Roy Exum: A Warrior’s Devotion

Sunday, November 01, 2009 - by Roy Exum
Roy Exum
Roy Exum

This past Wednesday, Brad Gaines drove for over three hours from Nashville to Russellville., Ala., on a mission only few can understand. I thank God I am one of those who does.

Twenty years ago Brad was a very good football player for Vanderbilt. I remember him well, maybe because Ray Oldham, my old friend with the Super Bowl ring who died too early, was his uncle or because Brad was so full of life, but I remember Brad with a certain fondness.

So it was with a knowing heart that I cherished the pilgrimage Brad makes three times every year to tiny Russelllville with his bottle of Clorox, his Windex and a bucket of tears. Brad Gaines goes deep into Alabama to tend to Chucky Mullins’ grave.

On Oct. 28, 1989, it was Homecoming at Ole Miss when Vanderbilt – and Gaines – came to town. At one point early in the football game, Vanderbilt had driven to the Ole Miss 12. Gaines, a hardy running back for the Commodores, then lined up in the slot on the right and, crossing the middle about the Rebel five-yard-line, whipped around to catch a perfect pass from VU quarterback John Gromos.

The play carried Brad and the ball into the end zone, but Chucky Mullins, playing the nickel in the Rebels' defensive scheme, anticipated the play and, weighing 50 pounds less than Gaines, slammed into the Vandy player’s back with such force it knocked the ball loose.

As Mullins did, four vertebrae in Chucky’s spine were shattered and he was paralyzed instantly. It has been said that what happened after that did more for race relations in Mississippi than any other thing because the outpouring of love for Chucky was, quite candidly, so sensational it will never be forgotten.

Mullins, you see, was an orphan. Poor and black, he literally had to beg Ole Miss coach Billy Brewer for a chance, but he turned out to be what Brewer would later call a “glue player,” one who held the team together, and the whole state began a foundation, even built him a house on land donated by the town of Oxford. Chucky Mullins was loved in such a colossal way that Larry Woody, the brilliant writer from Nashville, wrote a glorious book about the whole thing called “A Dixie Farewell.”

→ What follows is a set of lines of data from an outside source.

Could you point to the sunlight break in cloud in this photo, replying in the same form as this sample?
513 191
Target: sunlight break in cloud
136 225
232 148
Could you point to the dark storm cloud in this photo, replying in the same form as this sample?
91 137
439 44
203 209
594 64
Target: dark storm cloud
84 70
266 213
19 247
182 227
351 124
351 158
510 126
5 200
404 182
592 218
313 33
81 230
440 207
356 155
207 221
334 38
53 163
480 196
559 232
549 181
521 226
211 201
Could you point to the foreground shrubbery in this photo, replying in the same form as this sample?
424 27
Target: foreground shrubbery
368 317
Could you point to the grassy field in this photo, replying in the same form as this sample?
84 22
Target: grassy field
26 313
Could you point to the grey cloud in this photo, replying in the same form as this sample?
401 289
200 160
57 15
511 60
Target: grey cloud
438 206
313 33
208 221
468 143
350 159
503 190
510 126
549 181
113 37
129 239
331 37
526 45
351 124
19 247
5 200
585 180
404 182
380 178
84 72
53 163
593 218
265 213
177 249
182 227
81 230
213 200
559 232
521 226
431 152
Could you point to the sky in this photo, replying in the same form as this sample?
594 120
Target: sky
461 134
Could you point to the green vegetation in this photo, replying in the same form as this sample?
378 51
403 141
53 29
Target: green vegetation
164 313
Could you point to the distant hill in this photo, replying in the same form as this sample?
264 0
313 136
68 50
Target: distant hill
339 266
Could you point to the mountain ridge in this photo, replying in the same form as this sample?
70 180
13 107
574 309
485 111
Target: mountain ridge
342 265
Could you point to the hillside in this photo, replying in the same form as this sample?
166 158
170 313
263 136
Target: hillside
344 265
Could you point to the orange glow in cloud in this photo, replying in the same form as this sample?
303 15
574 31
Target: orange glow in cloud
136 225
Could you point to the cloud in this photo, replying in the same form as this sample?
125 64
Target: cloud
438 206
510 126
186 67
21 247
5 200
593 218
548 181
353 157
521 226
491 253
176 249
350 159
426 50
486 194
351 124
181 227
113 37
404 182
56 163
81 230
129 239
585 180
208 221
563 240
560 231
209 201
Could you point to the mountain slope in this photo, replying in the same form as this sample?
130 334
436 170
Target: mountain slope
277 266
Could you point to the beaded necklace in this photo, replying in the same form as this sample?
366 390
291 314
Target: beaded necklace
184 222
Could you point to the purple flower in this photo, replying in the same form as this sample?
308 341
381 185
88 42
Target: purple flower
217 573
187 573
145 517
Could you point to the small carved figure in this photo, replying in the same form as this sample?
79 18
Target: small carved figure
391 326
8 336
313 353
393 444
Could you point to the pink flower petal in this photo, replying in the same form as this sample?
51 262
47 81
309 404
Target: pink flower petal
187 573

But this story is about Brad Gaines. It is about his soul. You see, every October 28th, every Christmas Day, and every May 6 (the day Chucky died in1991), Brad drives to Russellville to scrub and polish Chucky’s headstone. The headstone reads simply, “Chucky – Man of Courage.”

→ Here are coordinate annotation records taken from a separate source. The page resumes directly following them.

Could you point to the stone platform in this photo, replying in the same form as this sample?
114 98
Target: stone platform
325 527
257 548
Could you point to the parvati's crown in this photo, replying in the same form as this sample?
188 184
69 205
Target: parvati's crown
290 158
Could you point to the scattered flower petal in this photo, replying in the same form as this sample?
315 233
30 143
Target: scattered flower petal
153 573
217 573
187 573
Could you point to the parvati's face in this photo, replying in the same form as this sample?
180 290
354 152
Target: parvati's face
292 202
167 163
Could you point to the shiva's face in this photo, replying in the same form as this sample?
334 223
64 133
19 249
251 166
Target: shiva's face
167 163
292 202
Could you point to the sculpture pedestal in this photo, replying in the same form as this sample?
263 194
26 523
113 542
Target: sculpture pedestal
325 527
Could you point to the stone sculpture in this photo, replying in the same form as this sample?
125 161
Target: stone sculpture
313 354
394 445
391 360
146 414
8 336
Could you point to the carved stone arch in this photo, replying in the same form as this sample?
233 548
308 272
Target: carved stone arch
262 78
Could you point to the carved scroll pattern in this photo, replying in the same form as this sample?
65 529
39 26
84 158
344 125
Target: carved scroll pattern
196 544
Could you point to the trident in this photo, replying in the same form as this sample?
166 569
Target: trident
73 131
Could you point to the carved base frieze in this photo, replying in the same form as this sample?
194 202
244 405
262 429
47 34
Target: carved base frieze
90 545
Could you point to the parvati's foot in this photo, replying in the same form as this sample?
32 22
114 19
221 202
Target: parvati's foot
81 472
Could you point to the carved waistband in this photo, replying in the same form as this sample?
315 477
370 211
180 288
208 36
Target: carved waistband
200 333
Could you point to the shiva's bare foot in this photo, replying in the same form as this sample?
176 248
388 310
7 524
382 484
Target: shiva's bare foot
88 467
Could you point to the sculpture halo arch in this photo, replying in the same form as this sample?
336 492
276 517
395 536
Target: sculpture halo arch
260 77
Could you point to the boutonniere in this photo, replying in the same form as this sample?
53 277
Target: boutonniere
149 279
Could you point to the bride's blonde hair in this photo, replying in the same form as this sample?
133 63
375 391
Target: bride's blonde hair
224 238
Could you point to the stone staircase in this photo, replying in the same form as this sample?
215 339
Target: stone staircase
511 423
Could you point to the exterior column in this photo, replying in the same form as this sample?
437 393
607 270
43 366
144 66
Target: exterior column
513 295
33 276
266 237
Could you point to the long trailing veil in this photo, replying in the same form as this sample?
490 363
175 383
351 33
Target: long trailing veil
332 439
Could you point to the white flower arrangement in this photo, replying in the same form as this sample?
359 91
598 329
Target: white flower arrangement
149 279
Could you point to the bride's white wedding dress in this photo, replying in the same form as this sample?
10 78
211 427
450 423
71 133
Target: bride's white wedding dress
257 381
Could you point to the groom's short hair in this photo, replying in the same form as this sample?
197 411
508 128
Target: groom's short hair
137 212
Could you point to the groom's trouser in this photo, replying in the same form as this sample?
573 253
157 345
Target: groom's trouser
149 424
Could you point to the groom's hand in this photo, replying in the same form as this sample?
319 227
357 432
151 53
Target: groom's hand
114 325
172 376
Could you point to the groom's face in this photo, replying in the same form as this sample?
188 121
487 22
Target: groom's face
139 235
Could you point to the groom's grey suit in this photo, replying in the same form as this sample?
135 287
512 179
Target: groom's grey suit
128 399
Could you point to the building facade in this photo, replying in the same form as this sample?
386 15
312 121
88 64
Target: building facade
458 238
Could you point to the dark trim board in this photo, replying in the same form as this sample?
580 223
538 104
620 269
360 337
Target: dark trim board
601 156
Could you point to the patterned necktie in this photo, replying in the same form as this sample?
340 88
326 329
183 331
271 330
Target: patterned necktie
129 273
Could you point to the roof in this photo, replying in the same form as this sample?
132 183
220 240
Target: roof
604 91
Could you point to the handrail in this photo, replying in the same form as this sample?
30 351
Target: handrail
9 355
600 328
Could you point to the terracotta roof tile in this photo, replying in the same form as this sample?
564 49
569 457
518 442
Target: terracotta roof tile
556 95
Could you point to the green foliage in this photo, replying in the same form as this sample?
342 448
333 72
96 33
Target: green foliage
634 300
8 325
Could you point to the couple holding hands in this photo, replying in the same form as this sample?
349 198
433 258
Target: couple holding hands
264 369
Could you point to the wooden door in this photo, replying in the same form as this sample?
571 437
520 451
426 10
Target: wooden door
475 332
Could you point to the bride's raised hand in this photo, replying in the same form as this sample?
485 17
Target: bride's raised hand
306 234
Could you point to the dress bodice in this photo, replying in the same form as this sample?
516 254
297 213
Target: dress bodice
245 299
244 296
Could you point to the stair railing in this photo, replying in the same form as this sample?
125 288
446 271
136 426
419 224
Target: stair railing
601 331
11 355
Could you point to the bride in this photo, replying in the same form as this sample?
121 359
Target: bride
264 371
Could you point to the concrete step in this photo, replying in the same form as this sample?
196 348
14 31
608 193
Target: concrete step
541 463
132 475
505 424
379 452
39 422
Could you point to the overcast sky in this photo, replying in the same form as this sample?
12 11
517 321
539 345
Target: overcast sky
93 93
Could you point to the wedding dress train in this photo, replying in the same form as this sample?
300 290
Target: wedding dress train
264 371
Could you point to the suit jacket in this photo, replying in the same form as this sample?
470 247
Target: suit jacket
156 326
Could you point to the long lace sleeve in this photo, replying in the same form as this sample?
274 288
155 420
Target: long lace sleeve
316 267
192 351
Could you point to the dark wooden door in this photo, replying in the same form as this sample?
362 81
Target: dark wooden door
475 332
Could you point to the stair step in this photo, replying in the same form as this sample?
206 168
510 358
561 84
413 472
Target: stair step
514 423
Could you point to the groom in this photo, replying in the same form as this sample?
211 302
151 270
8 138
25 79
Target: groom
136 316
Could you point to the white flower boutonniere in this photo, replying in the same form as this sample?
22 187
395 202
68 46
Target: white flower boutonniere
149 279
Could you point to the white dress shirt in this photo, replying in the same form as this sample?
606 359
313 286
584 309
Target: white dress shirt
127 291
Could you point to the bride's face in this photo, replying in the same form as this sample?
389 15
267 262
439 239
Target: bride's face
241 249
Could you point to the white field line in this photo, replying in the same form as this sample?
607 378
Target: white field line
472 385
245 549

Brad will never forget the first time he spoke to Chucky. Mullins was in a Memphis hospital, in Intensive Care with lines and tubes sticking out everywhere, and, as Gaines approached the bed, Chucky said something Gaines could not hear. So Brad had to lean down, his white face almost touching Chucky’s black one, before he could hear, “It’s not your fault.”

It was the beginning of a very unusual friendship that only men who wear the cloak of valor can understand. As Chucky went through rehabilitation, Gaines would go see him. When Chucky got better, and returned to Ole Miss to attend classes in a motorized wheelchair, Brad would visit and he would call.

Chucky’s guardians, a white recreation director and his beautiful wife in Russellville, had adopted Chucky and his younger brother when Chucky’s mom died at age 34. So they greeted Gaines into “the family” and then, two years afterward in late spring, Brad – by then a businessman in Nashville - read in his morning newspaper where Mullins had been tragically stricken with a sudden pulmonary embolism.

Gaines rushed to the Memphis hospital again and no one could pry him away from a three-day vigil by Chucky’s side. When the decision was made to take Mullins off life support, Brad Gaines was the last person to leave the room. That’s when Brad found his way to the hospital roof, laid on a concrete helicopter pad, and wept uncontrollably.

Do you dare be puzzled? Chucky himself said, “It wasn’t your fault.” You can watch the play, the hit, a thousand times on tape and it wasn’t head-to-head or in any way dangerous. But even Brad’s wife does not understand why every Christmas they must interrupt the day so she can take their four children to her parents, while Brad drives 350 long miles with his Clorox.

It may be best described as the warriors’ way. Brad Gaines doesn’t make excuses for it or seek understanding. He vows he will do it for the rest of his life, picking away the weeds, polishing the granite. He also prays mightily and, yes, he still weeps unashamedly with every visit.

When his wife suggested that maybe he could go a day or two before Christmas or even the day afterward, he shook his head. “Christmas is probably the most popular, coveted, important holiday of the year," he says. "I just want him to have somebody there on Christmas.”

Brad makes sure “somebody” is also there on the date Chucky died and on the day he and Chucky Mullins first met, one fateful afternoon in late October on the Ole Miss football field.

That is the way with warriors. I thank God I can understand it. And I thank God for Brad Gaines.